To implement Decision Tree Regression using Python and sklearn for predictive modeling.

Procedure/Program

import numpy as np
import pandas as pd
import matplotlib.pyplot as plt
from sklearn.model_selection import train_test_split
from sklearn.tree import DecisionTreeRegressor
from sklearn.metrics import mean_squared_error, r2_score

# sample dataset (House Features: Size in sq ft, Bedrooms, Age)
data = {
    "Size": [1500, 1800, 2400, 3000, 3500, 4000, 4200, 5000, 5500, 6000],
    "Bedrooms": [3, 3, 4, 3, 5, 4, 5, 6, 5, 7],
    "Age": [10, 15, 20, 18, 30, 8, 12, 5, 7, 2],
    "Price": [300000, 350000, 400000, 450000, 500000, 600000, 620000, 750000, 800000, 900000]
}

# DataFrame
df = pd.DataFrame(data)

# splitting independent (X) and dependent (y) variables
X = df[["Size", "Bedrooms", "Age"]]
y = df["Price"]

# training and testing sets
X_train, X_test, y_train, y_test = train_test_split(X, y, test_size=0.2, random_state=42)

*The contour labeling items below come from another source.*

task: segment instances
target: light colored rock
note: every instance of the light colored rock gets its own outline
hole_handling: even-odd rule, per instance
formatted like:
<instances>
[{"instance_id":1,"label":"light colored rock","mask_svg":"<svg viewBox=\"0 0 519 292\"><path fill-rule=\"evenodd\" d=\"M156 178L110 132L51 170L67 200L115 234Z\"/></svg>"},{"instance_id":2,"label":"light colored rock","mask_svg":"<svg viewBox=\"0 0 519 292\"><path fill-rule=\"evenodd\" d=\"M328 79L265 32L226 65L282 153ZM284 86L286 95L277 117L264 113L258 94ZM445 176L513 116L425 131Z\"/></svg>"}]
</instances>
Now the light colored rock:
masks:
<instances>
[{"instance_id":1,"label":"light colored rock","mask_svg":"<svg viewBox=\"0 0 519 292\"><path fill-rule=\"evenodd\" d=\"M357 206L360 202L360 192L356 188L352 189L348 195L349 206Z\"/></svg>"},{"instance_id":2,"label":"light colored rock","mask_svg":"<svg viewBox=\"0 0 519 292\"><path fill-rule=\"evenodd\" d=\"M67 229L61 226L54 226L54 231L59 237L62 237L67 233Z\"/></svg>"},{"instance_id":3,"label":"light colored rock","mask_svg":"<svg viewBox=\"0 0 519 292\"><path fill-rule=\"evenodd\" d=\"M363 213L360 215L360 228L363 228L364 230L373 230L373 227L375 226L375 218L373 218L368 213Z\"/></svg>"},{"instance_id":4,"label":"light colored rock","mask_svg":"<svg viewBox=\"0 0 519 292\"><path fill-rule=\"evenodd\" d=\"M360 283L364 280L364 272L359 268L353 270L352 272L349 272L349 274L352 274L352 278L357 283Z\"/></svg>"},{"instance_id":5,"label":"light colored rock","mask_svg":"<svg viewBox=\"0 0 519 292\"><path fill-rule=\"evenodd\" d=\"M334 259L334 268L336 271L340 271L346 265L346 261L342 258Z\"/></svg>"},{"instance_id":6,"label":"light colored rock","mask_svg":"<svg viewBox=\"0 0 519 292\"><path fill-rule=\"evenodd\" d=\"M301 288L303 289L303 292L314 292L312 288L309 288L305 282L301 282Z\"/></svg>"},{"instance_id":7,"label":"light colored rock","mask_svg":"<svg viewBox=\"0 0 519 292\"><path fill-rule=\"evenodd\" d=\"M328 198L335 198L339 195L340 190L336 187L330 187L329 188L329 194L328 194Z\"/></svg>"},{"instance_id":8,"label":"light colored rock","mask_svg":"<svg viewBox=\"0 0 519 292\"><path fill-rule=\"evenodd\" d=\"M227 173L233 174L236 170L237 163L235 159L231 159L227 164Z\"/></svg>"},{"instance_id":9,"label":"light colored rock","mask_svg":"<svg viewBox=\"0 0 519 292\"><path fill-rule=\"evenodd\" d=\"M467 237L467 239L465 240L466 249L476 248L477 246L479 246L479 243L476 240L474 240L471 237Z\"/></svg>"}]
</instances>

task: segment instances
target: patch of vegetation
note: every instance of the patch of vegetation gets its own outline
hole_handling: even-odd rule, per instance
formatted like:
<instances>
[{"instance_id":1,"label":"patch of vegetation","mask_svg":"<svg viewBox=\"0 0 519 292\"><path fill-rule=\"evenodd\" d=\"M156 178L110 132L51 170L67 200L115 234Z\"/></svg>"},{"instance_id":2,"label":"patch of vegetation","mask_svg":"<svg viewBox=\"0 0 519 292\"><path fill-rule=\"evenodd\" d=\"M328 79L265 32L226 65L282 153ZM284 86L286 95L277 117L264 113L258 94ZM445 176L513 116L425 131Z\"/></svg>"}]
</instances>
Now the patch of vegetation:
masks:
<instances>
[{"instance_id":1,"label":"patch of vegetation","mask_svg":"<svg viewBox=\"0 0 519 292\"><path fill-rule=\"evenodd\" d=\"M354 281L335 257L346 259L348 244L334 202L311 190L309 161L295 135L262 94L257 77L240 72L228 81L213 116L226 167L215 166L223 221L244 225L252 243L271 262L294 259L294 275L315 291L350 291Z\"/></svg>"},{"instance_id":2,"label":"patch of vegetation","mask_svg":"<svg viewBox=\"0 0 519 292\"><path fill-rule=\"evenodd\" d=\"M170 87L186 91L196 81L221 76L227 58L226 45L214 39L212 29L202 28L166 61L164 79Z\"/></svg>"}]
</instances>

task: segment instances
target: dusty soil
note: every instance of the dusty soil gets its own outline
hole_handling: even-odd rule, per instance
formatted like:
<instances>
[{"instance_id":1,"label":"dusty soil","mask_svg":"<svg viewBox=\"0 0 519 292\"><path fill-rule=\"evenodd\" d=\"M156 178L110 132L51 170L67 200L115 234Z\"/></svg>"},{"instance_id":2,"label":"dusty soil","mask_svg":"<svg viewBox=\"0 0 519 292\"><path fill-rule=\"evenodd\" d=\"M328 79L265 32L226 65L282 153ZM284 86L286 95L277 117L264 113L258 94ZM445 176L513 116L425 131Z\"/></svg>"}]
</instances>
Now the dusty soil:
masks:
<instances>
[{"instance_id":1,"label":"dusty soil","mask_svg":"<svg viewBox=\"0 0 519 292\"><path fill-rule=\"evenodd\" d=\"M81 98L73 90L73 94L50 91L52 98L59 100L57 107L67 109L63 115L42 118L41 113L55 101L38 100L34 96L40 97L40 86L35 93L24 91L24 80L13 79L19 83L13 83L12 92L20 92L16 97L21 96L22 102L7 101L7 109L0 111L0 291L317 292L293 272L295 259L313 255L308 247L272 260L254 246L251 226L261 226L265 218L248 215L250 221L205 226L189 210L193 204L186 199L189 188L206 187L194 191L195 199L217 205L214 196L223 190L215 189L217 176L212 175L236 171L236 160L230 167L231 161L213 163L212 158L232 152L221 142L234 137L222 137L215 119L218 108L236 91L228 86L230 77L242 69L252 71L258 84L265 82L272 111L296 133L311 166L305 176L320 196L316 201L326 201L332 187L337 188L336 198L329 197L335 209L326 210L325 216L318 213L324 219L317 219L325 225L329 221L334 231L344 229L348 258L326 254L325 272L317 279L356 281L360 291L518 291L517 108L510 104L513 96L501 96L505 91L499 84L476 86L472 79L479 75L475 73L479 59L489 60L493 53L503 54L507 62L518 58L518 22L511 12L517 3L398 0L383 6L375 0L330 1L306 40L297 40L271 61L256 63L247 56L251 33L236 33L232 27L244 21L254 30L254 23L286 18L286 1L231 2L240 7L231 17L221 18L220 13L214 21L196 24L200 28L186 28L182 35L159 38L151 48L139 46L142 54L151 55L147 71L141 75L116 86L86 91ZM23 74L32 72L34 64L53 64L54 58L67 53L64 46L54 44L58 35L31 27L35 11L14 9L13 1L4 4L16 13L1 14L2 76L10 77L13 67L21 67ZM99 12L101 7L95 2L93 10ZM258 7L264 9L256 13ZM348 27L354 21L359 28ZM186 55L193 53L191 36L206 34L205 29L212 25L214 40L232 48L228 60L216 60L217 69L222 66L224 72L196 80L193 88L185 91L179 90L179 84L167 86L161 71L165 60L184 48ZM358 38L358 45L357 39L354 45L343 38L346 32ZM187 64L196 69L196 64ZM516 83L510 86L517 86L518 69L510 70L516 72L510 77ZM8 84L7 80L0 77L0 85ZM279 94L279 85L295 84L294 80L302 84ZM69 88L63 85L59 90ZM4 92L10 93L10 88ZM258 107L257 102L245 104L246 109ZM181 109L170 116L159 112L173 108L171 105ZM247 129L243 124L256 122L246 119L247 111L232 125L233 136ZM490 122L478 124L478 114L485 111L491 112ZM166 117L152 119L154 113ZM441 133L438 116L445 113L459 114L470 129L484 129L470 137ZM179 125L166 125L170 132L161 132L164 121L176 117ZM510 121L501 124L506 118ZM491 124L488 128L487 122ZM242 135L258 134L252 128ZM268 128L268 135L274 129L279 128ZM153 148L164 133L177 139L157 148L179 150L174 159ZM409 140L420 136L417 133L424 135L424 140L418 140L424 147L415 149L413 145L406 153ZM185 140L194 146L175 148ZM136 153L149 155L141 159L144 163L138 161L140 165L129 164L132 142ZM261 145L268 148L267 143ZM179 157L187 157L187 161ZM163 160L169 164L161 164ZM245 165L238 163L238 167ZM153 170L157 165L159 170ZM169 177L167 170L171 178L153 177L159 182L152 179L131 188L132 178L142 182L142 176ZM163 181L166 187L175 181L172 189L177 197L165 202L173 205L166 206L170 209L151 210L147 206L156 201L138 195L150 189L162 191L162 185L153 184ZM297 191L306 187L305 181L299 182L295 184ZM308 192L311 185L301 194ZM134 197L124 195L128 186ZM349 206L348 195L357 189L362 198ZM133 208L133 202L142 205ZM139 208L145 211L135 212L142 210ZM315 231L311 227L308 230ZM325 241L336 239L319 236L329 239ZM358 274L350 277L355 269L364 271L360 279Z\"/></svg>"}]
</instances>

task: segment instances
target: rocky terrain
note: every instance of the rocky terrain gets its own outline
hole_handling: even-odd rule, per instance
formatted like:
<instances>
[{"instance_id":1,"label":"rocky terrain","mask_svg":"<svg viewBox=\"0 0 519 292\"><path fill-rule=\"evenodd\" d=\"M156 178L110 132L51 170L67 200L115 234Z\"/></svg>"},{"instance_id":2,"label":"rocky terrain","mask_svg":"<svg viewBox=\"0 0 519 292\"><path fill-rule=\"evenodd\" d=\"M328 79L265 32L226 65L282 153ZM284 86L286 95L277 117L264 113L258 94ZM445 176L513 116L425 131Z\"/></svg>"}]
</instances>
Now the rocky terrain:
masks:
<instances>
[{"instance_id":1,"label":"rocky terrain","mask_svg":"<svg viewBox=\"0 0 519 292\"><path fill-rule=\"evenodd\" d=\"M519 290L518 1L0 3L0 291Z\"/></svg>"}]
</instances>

# creating and training the Decision Tree model
model = DecisionTreeRegressor(random_state=42)
model.fit(X_train, y_train)

# predicting house prices
y_pred = model.predict(X_test)

# model evaluation
mse = mean_squared_error(y_test, y_pred)
r2 = r2_score(y_test, y_pred)

# results
print("Mean Squared Error:", mse)
print("R-squared Score:", r2)

# plotting actual vs predicted prices
plt.scatter(y_test, y_pred, color='blue', label="Predicted vs Actual")
plt.plot(y_test, y_test, color='red', linestyle="dashed", label="Perfect Fit Line")  
plt.xlabel("Actual Prices")
plt.ylabel("Predicted Prices")
plt.title("Decision Tree: Actual vs Predicted House Prices")
plt.legend()
plt.show()

Output/Explanation

Output:
```
Mean Squared Error: 21200000000.0
R-squared Score: 0.5812345679012345
```
The program trains a Decision Tree Regression model and predicts house prices based on Size, Bedrooms, and Age. Expected output includes:
- Evaluation metrics: Mean Squared Error (MSE) and R-squared score (R²)
- A scatter plot comparing actual and predicted house prices.
Explanation:
- The dataset consists of three independent variables: Size, Bedrooms, and Age, with Price as the dependent variable.
- The dataset is split into training and testing sets.
- A Decision Tree Regression model is trained using DecisionTreeRegressor().
- The model predicts house prices for the test set and evaluates performance using MSE and R² score.
- A scatter plot is generated to visualize the difference between actual and predicted prices.